In a world where Hughes makes $7.85 million, Darnell Nurse makes $9.25 million, and Seth Jones makes $9.5 million, Klingberg isn’t exiting the summer of 2022 with a contract that doesn’t start with an “8.” And we can also expect the term on that contract to be six years at a minimum, and probably seven.
Keep in mind, that contract will cover Klingberg from ages 30 to 36 — not traditionally thought of as a defender’s peak years.

Why the Canucks can’t afford that

If you’ve read this far, you already know, but we’ll lay it all out for you.
Rutherford and Co. have committed to not trading future assets for short-term gains. Acquiring Klingberg as a rental is going to cost a first round pick and a Jack Rathbone-level prospect at a bare minimum. So, by Rutherford’s own reasoning, that option is off the table.
And, even if it were on the table, the Canucks really can’t afford to go three years without a first round pick, anyway.
There’s also the option of trading for Klingberg with an extension already in place, which would make him a non-rental, but would incur an even higher cost. One can safely add at least one premier asset on top of the rental price if Klingberg comes with a pre-negotiated long-term contract. Not only would giving up that much in future assets be a bad idea for the rebounding Canucks, it’s also worth wondering whether the Canucks even have the sort of assets required to get the deal done. That cupboard is still looking mighty thin…
Finally, the Canucks could always skip the whole trade process and just make a pitch to UFA Klingberg in the summer. This would not cost them any assets, but it would still cost them greatly.
As they’re currently structured, the Canucks cannot fit another high-priced defender under their cap, no matter how skilled they might be. Hughes, Ekman-Larsson, and Tyler Myers already clock in at more than $21 million in combined cap. Throw Klingberg into the mix at $8 million+, and the Canucks suddenly have a top-four that’s taking up about 3/8 of their cap. That’s not a great balance.
To even fit Klingberg, the Canucks would have to shed some serious salary first.
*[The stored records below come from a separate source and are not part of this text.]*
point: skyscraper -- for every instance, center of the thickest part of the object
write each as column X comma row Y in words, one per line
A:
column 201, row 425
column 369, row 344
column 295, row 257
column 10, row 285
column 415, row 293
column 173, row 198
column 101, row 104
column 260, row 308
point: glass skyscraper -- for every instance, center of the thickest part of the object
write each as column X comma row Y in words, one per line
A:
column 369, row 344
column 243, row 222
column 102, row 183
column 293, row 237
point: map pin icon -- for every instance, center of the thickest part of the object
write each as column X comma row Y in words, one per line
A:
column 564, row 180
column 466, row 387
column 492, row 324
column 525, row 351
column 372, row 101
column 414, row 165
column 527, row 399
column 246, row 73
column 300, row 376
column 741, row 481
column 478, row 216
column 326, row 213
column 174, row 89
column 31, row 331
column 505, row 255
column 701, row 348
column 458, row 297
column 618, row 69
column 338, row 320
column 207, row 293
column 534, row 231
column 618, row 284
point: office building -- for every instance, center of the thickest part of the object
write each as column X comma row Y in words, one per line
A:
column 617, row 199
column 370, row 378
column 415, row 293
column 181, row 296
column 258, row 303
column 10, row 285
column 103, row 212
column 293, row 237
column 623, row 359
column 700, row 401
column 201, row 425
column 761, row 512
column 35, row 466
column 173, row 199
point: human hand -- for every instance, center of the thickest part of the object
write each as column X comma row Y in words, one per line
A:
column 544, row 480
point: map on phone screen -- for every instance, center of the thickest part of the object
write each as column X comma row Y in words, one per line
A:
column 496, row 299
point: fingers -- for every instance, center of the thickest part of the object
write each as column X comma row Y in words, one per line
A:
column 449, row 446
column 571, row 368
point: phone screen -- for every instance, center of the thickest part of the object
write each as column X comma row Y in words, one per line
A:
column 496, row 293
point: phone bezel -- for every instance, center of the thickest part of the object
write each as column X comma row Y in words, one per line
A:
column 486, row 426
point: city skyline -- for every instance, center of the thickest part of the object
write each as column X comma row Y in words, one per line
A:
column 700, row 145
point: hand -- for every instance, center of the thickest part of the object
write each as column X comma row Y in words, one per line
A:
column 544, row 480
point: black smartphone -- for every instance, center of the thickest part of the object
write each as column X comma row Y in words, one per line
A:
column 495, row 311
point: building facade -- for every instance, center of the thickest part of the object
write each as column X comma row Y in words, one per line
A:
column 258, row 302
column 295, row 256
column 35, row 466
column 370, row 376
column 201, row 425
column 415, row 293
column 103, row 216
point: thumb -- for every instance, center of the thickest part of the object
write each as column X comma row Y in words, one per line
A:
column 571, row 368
Trading off one of JT Miller or Brock Boeser would be a start, but even that wouldn’t clear up enough space. The Canucks would have to somehow ditch one or more of Tanner Pearson, Tucker Poolman, and Travis Hamonic without taking much salary back.
And even if they manage to do all that, the Canucks would be hamstrung into Klingberg being their one-and-only significant offseason addition to a roster that, to be perfectly honest, needs more help than one singular player can provide.
So, is Klingberg to the Canucks an impossible outcome?
No, not quite.
But it’s impossible enough to not be worth their while.